Quisesse traçar o perfil biográfico desse Cardeal, eu me sentiria perdido. O que ressaltar? Suas origens mineiras, vindo de uma família profundamente católica? Seu carisma dominicano, que fazia o coração se queimar, na ânsia de dedicar-se à transmissão da verdade? Sua atuação como sacerdote, nas décadas de cinquenta e sessenta, na Ação Católica? Seu interesse pela Pastoral Familiar? Ordenado Bispo, em 1967, dedicou-se particularmente aos leigos, o que certamente levou o Papa Paulo VI a chamá-lo, em 1974, para a Vice-Presidência do Conselho para os Leigos, em Roma. Já o Bem-aventurado Papa João Paulo II o nomeou, cinco anos mais tarde, Secretário da Congregação para os Bispos, cargo que Dom Lucas ocupou por oito anos. Depois – estamos em 1987 –, houve o período de Salvador, que duraria até 1998.

O que ressaltar da passagem do 25º Arcebispo Metropolitano de São Salvador da Bahia por esta terra e Bahia de Todos os Santos? Sua incansável dedicação, apesar das limitações de sua saúde? As congregações e institutos europeus que trouxe para esta Arquidiocese? Seu cuidado com as vocações sacerdotais? O sábio uso que fez dos meios de comunicação? Seus programas de rádio e seus escritos?A importância que deu à evangelização? Sua atuação à frente da CNBB?… Chamado novamente para Roma, tornou-se um auxiliar direto do Bem-aventurado Papa João Paulo II, pois foi colocado à frente da Congregação para os Bispos – um dos cargos mais importantes na Cúria Romana. E o que dizer de sua devoção e estudos sobre Teresinha de Lisieux? Dos títulos que recebeu de diversas universidades e entidades? De sua eleição para a Academia Brasileira de Letras?
Sempre muito ativo, sentiu o quanto as limitações de sua saúde o impediam de fazer o que deveria ser feito. Tendo apresentado ao Papa sua renúncia aos cargos que exercia, recebeu uma bela carta de João Paulo.
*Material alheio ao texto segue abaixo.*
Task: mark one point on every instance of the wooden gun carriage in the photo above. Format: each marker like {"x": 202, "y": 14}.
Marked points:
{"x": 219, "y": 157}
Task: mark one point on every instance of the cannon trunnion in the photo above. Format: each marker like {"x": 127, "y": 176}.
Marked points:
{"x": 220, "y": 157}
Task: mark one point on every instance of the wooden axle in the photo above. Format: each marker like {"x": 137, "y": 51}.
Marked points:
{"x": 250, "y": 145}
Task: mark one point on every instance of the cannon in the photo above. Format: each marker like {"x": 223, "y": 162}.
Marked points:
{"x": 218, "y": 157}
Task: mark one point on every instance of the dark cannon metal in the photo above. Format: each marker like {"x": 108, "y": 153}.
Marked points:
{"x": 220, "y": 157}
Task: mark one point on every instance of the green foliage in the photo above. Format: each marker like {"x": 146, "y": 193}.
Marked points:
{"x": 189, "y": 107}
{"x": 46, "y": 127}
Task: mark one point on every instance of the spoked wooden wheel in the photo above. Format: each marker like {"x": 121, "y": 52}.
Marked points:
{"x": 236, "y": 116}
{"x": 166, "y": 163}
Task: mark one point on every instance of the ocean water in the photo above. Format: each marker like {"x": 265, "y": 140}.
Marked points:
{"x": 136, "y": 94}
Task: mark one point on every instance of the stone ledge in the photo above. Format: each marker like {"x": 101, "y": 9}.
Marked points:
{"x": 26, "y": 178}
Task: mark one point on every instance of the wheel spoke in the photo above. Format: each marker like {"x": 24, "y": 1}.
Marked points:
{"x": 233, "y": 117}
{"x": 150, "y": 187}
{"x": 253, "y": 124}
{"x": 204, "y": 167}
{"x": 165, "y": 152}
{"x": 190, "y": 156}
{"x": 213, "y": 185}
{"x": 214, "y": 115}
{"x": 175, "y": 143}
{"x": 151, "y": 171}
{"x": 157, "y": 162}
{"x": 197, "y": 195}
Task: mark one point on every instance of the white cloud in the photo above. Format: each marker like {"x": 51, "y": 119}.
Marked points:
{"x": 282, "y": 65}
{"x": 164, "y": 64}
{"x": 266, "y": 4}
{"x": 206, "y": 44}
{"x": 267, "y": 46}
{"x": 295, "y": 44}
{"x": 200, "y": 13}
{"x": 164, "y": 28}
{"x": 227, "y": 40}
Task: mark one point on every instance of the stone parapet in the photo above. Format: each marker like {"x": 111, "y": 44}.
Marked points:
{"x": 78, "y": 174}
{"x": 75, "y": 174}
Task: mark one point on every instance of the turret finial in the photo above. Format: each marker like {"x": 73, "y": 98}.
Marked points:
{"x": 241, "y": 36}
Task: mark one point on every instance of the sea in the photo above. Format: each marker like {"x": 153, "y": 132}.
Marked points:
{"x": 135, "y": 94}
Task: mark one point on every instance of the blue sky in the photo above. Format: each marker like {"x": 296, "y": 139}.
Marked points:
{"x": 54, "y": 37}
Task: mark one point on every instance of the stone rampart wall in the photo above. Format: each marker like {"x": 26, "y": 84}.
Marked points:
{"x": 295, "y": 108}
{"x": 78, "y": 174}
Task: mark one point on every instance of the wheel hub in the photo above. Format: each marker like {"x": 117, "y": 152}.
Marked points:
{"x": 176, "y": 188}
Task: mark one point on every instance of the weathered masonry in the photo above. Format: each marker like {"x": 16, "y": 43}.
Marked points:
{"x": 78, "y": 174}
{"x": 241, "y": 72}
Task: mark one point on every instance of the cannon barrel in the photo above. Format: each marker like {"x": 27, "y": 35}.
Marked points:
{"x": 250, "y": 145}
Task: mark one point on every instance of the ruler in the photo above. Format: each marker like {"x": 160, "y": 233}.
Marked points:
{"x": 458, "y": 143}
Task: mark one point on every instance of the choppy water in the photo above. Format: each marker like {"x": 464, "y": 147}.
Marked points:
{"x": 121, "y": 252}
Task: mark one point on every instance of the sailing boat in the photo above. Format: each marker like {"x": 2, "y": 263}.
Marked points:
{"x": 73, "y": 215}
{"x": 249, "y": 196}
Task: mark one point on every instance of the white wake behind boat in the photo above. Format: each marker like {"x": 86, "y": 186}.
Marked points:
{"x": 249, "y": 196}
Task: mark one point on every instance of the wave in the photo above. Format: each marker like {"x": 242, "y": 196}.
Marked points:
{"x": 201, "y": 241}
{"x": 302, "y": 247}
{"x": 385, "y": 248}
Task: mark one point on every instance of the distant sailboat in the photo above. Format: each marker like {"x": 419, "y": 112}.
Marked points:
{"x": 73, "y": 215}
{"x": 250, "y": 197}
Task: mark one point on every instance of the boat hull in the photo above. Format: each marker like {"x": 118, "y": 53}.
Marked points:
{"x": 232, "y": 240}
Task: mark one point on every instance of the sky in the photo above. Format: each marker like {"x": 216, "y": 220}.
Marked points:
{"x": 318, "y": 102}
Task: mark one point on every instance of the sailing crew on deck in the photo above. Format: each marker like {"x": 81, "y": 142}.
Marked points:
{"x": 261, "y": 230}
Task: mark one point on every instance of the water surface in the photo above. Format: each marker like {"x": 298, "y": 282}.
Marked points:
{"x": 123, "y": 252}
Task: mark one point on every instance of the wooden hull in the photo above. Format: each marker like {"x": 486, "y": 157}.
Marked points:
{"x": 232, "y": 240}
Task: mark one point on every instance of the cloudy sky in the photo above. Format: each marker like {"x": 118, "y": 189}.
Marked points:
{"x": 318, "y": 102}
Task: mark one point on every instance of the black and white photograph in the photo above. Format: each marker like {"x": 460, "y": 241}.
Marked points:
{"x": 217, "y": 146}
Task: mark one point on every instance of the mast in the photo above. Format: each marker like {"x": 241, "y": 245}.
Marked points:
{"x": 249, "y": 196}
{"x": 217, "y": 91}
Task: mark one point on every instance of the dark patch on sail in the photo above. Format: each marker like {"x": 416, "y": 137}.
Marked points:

Nela, entre outras coisas, seu grande amigo, que havia feito questão de visitá-lo aqui em Salvador, em 1991, testemunhava: “Com grande disponibilidade e sem poupar energias, o senhor se prodigalizou no serviço do povo de Deus nas várias funções que lhe foram confiadas, dando sempre prova de grande fidelidade e de alto senso de responsabilidade.”
Naquela manhã de sábado, na Catedral, procuramos, em primeiro lugar, pedir a Deus a paz eterna para esse Seu Filho. Depois, quisemos agradecer ao Senhor por esse pastor que Ele entregou a esta Igreja Particular. Todos nós nos beneficiamos com seus trabalhos, com sua inquietação apostólica e com sua criatividade pastoral.
Numa de suas crônicas, escrita quando celebrava seu jubileu de vida religiosa, Dom Lucas lembrou que, aos 19 anos de idade, quando lhe foi perguntado pelo superior dominicano o que desejava, ele lhe respondeu: “A misericórdia de Deus”. Cinquenta anos depois, testemunhou: “Celebro o jubileu repetindo em silêncio que o importante é a fidelidade, isto é, saber renovar a consagração da autora no ofertório do anoitecer” (“O Ofertório do anoitecer”, in “Memorial de Fogo e outras crônicas”, p. 259).
No longo ofertório que foi a vida do Cardeal Dom Lucas Moreira Neves, essas duas palavras – misericórdia e fidelidade – sintetizaram seus sonhos, suas lutas e a razão de sua dedicação alegre e criativa. Em resposta à sua fidelidade, possa esse nosso irmão cantar as misericórdias de Deus, no encontro que agora é eterno.